Routines d'entraînement pour l'athlétisme
L'athlétisme repose sur la vitesse, l'agilité, la rapidité et l'équilibre plutôt que sur la puissance et la force. Plus vos muscles sont gros, plus vous obtiendrez de la puissance et de la vitesse. Cependant, le simple fait de construire des muscles sans les entraîner pour les exigences du sport diminuera vos chances de réussite. Créez différents entraînements pour améliorer tous les aspects de la condition physique dont vous avez besoin pour l'athlétisme..
Track and Field (Image: Digital Vision./Photodisc/Getty Images)Saisons d'entraînement
Plusieurs mois avant le début de votre saison, renforcez vos muscles avec des exercices de musculation. Effectuez trois à cinq répétitions d'un exercice, puis faites une pause de plusieurs minutes. Répétez le même exercice deux ou trois fois avant de passer à un nouvel exercice. Utilisez autant de poids que vous pouvez soulever ou le réglage de résistance le plus élevé que vous pouvez déplacer sur une machine. Alterner les exercices du haut et du bas du corps.
Environ six semaines avant le début de votre saison, diminuez votre poids ou votre résistance à environ 50% de votre maximum et travaillez sur les mouvements explosifs et l'endurance musculaire. Effectuez 10 à 12 répétitions d'un exercice, puis faites une pause d'une minute avant de commencer un nouvel exercice. Les exercices explosifs vous obligent à effectuer un seul mouvement puissant dans une direction, comme si vous quittiez les blocs au début d'une course. Faites des sauts dans les cases en vous tenant debout devant un banc ou une caisse de hauteur jusqu'aux genoux, puis en sautant dessus. Répétez six fois. Faire des squats en soulevant des poids en position assise.

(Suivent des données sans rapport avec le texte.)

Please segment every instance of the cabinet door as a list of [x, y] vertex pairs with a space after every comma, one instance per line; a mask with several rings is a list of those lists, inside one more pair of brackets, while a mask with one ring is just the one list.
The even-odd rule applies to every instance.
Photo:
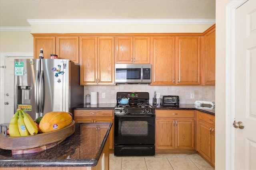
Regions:
[[40, 49], [43, 49], [44, 59], [50, 59], [51, 54], [55, 54], [55, 37], [43, 36], [34, 37], [34, 56], [39, 58]]
[[175, 84], [174, 42], [173, 37], [151, 37], [151, 84]]
[[96, 84], [98, 80], [97, 38], [80, 37], [80, 84]]
[[204, 35], [203, 78], [204, 84], [215, 84], [215, 27]]
[[211, 126], [200, 121], [198, 124], [197, 150], [210, 162], [212, 149]]
[[149, 37], [133, 37], [133, 63], [149, 64], [150, 39]]
[[[105, 117], [102, 118], [97, 118], [97, 119], [94, 119], [94, 122], [111, 122], [112, 123], [112, 127], [111, 127], [111, 129], [110, 129], [110, 131], [109, 133], [109, 135], [108, 136], [108, 138], [109, 138], [109, 149], [114, 149], [114, 130], [113, 128], [114, 127], [114, 120], [113, 118], [107, 118]], [[108, 126], [106, 126], [105, 127], [106, 128], [107, 130], [108, 129]], [[102, 127], [102, 128], [104, 127]], [[106, 131], [103, 133], [103, 134], [106, 134]], [[104, 138], [104, 137], [103, 137]]]
[[78, 37], [57, 36], [56, 54], [59, 59], [69, 59], [75, 64], [79, 64]]
[[114, 37], [98, 37], [98, 84], [114, 84]]
[[200, 37], [177, 37], [178, 84], [200, 84]]
[[174, 120], [156, 119], [156, 149], [174, 149], [175, 144]]
[[175, 121], [175, 148], [194, 149], [194, 120], [178, 119]]
[[115, 53], [116, 63], [133, 63], [132, 37], [116, 37]]

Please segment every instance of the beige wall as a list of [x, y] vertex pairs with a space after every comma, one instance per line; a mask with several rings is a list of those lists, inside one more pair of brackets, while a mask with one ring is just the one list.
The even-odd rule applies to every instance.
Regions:
[[[226, 169], [226, 6], [231, 1], [216, 1], [215, 169]], [[217, 69], [218, 68], [218, 69]]]
[[0, 53], [33, 53], [30, 31], [0, 31]]

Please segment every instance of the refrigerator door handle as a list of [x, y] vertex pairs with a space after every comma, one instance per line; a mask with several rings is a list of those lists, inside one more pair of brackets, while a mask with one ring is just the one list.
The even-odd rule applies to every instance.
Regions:
[[35, 101], [36, 102], [36, 113], [39, 113], [39, 71], [36, 71], [36, 82], [35, 82]]
[[[40, 80], [39, 83], [39, 103], [41, 113], [44, 112], [44, 71], [41, 71], [40, 73]], [[40, 115], [40, 116], [42, 116]]]

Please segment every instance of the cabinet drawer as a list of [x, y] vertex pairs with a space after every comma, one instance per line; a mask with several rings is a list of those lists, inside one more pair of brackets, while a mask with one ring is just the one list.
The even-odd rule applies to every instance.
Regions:
[[156, 110], [156, 117], [194, 117], [194, 110]]
[[84, 109], [74, 110], [74, 117], [113, 117], [112, 110]]
[[198, 120], [202, 120], [214, 126], [215, 125], [215, 117], [208, 114], [198, 111], [197, 118]]

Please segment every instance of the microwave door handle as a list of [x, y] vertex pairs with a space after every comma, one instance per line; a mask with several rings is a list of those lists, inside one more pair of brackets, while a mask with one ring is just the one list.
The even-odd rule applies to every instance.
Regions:
[[140, 82], [142, 82], [142, 79], [143, 78], [143, 67], [142, 66], [141, 66], [141, 71], [140, 74]]

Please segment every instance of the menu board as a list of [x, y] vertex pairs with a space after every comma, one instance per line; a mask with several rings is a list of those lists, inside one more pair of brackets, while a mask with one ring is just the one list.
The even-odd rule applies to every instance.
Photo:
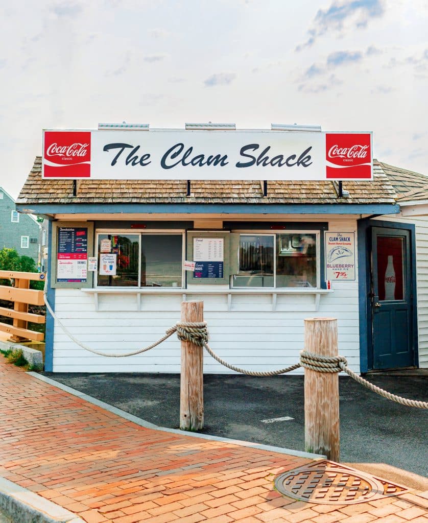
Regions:
[[326, 231], [325, 279], [355, 281], [355, 233]]
[[87, 277], [87, 227], [59, 227], [57, 281], [86, 283]]
[[194, 238], [194, 278], [223, 278], [224, 238]]

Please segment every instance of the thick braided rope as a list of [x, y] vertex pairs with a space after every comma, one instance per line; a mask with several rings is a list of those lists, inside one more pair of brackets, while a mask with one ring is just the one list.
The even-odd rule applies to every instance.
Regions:
[[57, 322], [58, 325], [61, 327], [70, 339], [72, 340], [76, 345], [78, 345], [79, 347], [81, 347], [82, 349], [84, 349], [85, 350], [88, 350], [89, 352], [92, 353], [93, 354], [97, 354], [99, 356], [107, 356], [108, 358], [124, 358], [126, 356], [133, 356], [136, 354], [141, 354], [142, 353], [145, 353], [147, 350], [150, 350], [150, 349], [152, 349], [154, 347], [156, 347], [156, 345], [159, 345], [160, 343], [162, 343], [162, 342], [164, 342], [165, 339], [169, 338], [170, 336], [172, 336], [177, 330], [177, 328], [175, 326], [170, 327], [167, 329], [165, 335], [163, 336], [160, 339], [158, 339], [157, 342], [155, 342], [154, 343], [152, 343], [151, 345], [149, 345], [148, 347], [145, 347], [142, 349], [138, 349], [137, 350], [133, 350], [130, 353], [122, 353], [121, 354], [120, 353], [118, 353], [117, 354], [107, 354], [106, 353], [102, 352], [100, 350], [95, 350], [94, 349], [91, 349], [91, 347], [88, 347], [87, 345], [85, 345], [84, 344], [80, 342], [78, 339], [75, 338], [73, 334], [71, 334], [70, 331], [69, 331], [62, 322], [53, 312], [52, 307], [50, 306], [50, 304], [48, 301], [48, 290], [47, 287], [47, 282], [48, 278], [47, 278], [44, 283], [44, 289], [43, 291], [43, 295], [44, 298], [44, 303], [46, 305], [46, 308], [51, 313], [51, 315], [55, 321]]
[[344, 356], [321, 356], [308, 350], [300, 351], [300, 367], [317, 372], [340, 372], [340, 363], [347, 363]]
[[376, 386], [373, 383], [371, 383], [364, 378], [355, 374], [350, 369], [348, 369], [344, 363], [339, 363], [341, 370], [344, 371], [348, 376], [350, 376], [355, 381], [361, 385], [371, 390], [373, 392], [378, 394], [380, 396], [385, 397], [387, 400], [390, 400], [391, 401], [395, 401], [396, 403], [400, 403], [401, 405], [405, 405], [407, 407], [416, 407], [418, 408], [428, 408], [428, 402], [426, 401], [418, 401], [416, 400], [408, 400], [407, 398], [402, 397], [401, 396], [397, 396], [396, 394], [391, 394], [388, 391], [384, 390], [380, 387]]
[[190, 342], [204, 347], [208, 340], [206, 322], [178, 322], [175, 325], [177, 337], [182, 342]]

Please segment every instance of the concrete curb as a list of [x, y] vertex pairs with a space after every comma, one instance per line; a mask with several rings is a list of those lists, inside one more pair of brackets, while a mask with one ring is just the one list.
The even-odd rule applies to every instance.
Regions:
[[43, 354], [40, 350], [30, 348], [25, 345], [20, 345], [19, 343], [2, 341], [0, 341], [0, 349], [3, 350], [8, 350], [9, 349], [14, 350], [22, 350], [24, 358], [30, 365], [40, 369], [43, 368]]
[[166, 427], [159, 427], [157, 425], [154, 425], [153, 423], [150, 423], [150, 422], [147, 422], [144, 419], [137, 417], [137, 416], [134, 416], [133, 414], [130, 414], [129, 413], [126, 412], [125, 411], [118, 408], [117, 407], [113, 407], [108, 403], [104, 403], [104, 401], [100, 401], [99, 400], [97, 400], [92, 396], [88, 396], [87, 394], [84, 394], [80, 391], [76, 390], [75, 389], [72, 389], [71, 387], [69, 387], [66, 385], [63, 385], [62, 383], [60, 383], [58, 381], [55, 381], [55, 380], [52, 380], [50, 378], [42, 376], [37, 372], [29, 372], [27, 373], [32, 376], [33, 378], [36, 378], [38, 380], [40, 380], [40, 381], [44, 381], [50, 385], [52, 385], [58, 389], [61, 389], [65, 392], [73, 394], [73, 396], [77, 396], [78, 397], [82, 398], [82, 400], [85, 400], [85, 401], [87, 401], [89, 403], [92, 403], [93, 405], [96, 405], [97, 406], [101, 407], [102, 408], [108, 411], [109, 412], [111, 412], [117, 416], [120, 416], [120, 417], [124, 418], [128, 421], [132, 422], [133, 423], [140, 425], [140, 427], [144, 427], [145, 428], [151, 428], [155, 430], [162, 430], [163, 432], [170, 432], [173, 434], [179, 434], [181, 436], [185, 435], [190, 437], [200, 438], [202, 439], [210, 439], [215, 441], [224, 441], [226, 443], [242, 445], [243, 447], [249, 447], [253, 449], [260, 449], [261, 450], [268, 450], [269, 452], [278, 452], [279, 454], [288, 454], [289, 456], [297, 456], [299, 458], [307, 458], [309, 459], [314, 460], [325, 459], [326, 458], [326, 456], [322, 456], [321, 454], [313, 454], [312, 452], [305, 452], [300, 450], [294, 450], [292, 449], [284, 449], [281, 447], [263, 445], [258, 443], [253, 443], [251, 441], [244, 441], [239, 439], [230, 439], [229, 438], [221, 438], [218, 436], [210, 436], [209, 434], [199, 434], [198, 433], [188, 432], [187, 430], [180, 430], [179, 429], [168, 428]]
[[85, 523], [51, 501], [0, 477], [0, 508], [19, 523]]

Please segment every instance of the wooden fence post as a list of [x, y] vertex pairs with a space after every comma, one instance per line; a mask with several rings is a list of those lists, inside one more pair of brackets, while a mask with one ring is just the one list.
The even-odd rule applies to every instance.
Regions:
[[[182, 322], [203, 322], [204, 302], [182, 303]], [[204, 428], [204, 348], [182, 342], [180, 379], [180, 428]]]
[[[15, 278], [14, 287], [17, 289], [29, 289], [30, 281], [29, 280], [24, 280], [21, 278]], [[21, 303], [20, 302], [16, 301], [14, 304], [14, 310], [18, 311], [19, 312], [28, 312], [28, 304]], [[28, 328], [28, 322], [25, 321], [25, 320], [17, 319], [14, 320], [14, 327], [17, 327], [18, 328], [26, 329]], [[13, 334], [10, 336], [8, 341], [14, 342], [15, 343], [22, 343], [25, 342], [29, 342], [30, 340], [29, 340], [28, 338], [22, 337], [22, 336], [16, 336], [15, 334]]]
[[[337, 356], [337, 321], [305, 320], [305, 350], [322, 356]], [[305, 369], [305, 447], [339, 461], [339, 386], [337, 372]]]

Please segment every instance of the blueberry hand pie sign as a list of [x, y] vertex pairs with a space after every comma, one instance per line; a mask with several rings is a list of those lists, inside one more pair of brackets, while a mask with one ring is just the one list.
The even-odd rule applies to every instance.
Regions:
[[325, 279], [355, 281], [354, 232], [325, 232]]

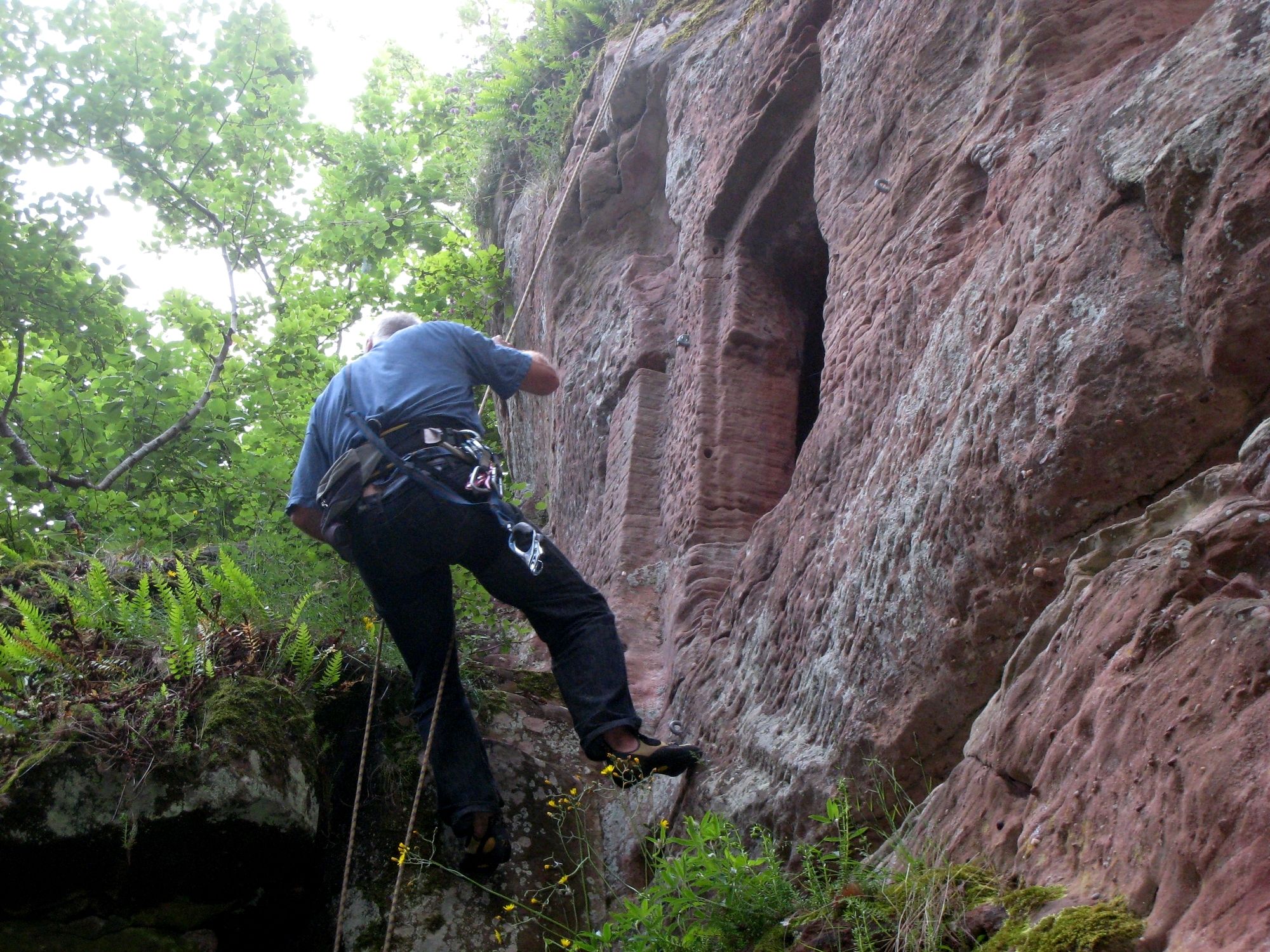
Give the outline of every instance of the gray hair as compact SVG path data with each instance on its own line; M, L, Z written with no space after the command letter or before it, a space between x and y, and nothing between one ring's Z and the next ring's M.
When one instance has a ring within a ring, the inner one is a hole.
M420 321L413 314L390 314L375 327L371 340L378 344L391 338L399 330L413 327L415 324L420 324Z

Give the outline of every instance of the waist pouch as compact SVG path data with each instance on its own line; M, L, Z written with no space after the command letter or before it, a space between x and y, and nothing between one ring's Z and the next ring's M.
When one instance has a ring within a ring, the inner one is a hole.
M384 434L394 453L420 466L466 499L479 500L489 493L472 491L474 467L490 471L497 480L498 462L472 430L420 425L394 430L398 432L389 430ZM362 490L391 468L391 461L381 449L372 443L362 443L340 456L319 481L316 495L321 508L321 534L340 555L344 555L343 550L351 541L345 523L353 506L361 500Z
M362 443L339 457L318 484L321 534L335 548L347 545L347 533L340 532L344 515L362 498L362 490L382 462L384 453L370 443ZM337 536L345 538L337 539Z

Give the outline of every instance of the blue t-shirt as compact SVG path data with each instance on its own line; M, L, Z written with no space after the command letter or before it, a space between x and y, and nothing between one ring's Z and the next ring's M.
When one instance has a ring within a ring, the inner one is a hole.
M474 390L488 383L504 400L521 387L533 362L523 350L499 347L453 321L404 327L376 344L331 378L314 402L300 462L291 479L287 512L318 508L318 484L362 434L344 415L345 378L353 378L352 406L384 428L425 416L448 416L484 433Z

Un mois avant le début de votre saison, limitez vos entraînements à des exercices et des exercices qui reflètent votre sport. Utilisez peu ou pas de poids et effectuez des mouvements à grande vitesse. Effectuer des mouvements de sprint, de saut et d'autres mouvements spécifiques à un événement.
Échauffement et étirement
Échauffez-vous en utilisant des mouvements d'intensité modérée pour tous les entraînements, toute l'année. Laissez vos muscles se réchauffer et s'étirer avant de commencer une activité intense. Ne pas étirer statique, ni tenir vos étirements, avant l'activité - cela désensibilise les muscles. Effectuez vos exercices après vous être réchauffé. Après votre entraînement, laissez-vous refroidir pendant plusieurs minutes par des mouvements de faible intensité, puis étirez-vous de façon statique. Échauffez-vous, faites de l'exercice, détendez-vous et allongez-vous chaque fois que vous vous entraînez.
Des exercices
Développez la force de vos jambes avec les soulevés de terre, les squats, les fentes, les appuis-jambes et les soulèvements de mollets. Améliorez votre force explosive avec des squats et des sauts de boîtes. Augmente la capacité de saut avec des squats réactifs. Utilisez moins de 50% de votre poids maximum, ramenez-vous à mi-hauteur d'un squat normal, puis sautez. Sautez d'une boîte, puis sautez en arrière pour effectuer des sauts en profondeur afin d'améliorer le saut vertical. Travaillez le haut de votre corps avec des boucles, des extensions, des rebonds, des rangées et des presses. Pour le javelot et le lancer du poids, entraînez-vous à lancer des balles et des javelins beaucoup plus lourds et plus légers pour entraîner votre système nerveux à utiliser plus d’efforts et à travailler plus vite, respectivement..
Entraînements de survitesse
Utilisez des méthodes d’entraînement qui vous permettent de courir plus vite que vous ne le pouvez vous-même. Demandez à un partenaire de vous résister avec un harnais ou une serviette de résistance pendant que vous essayez de courir, en vous laissant aller après plusieurs étapes. Vous obtiendrez une première poussée de vitesse qui sera plus rapide que vous ne pouvez générer seul. Demandez à un partenaire de vous tirer vers elle en utilisant un cordon de résistance. Descendez les pentes abruptes pour profiter de la vitesse supplémentaire offerte par la gravité.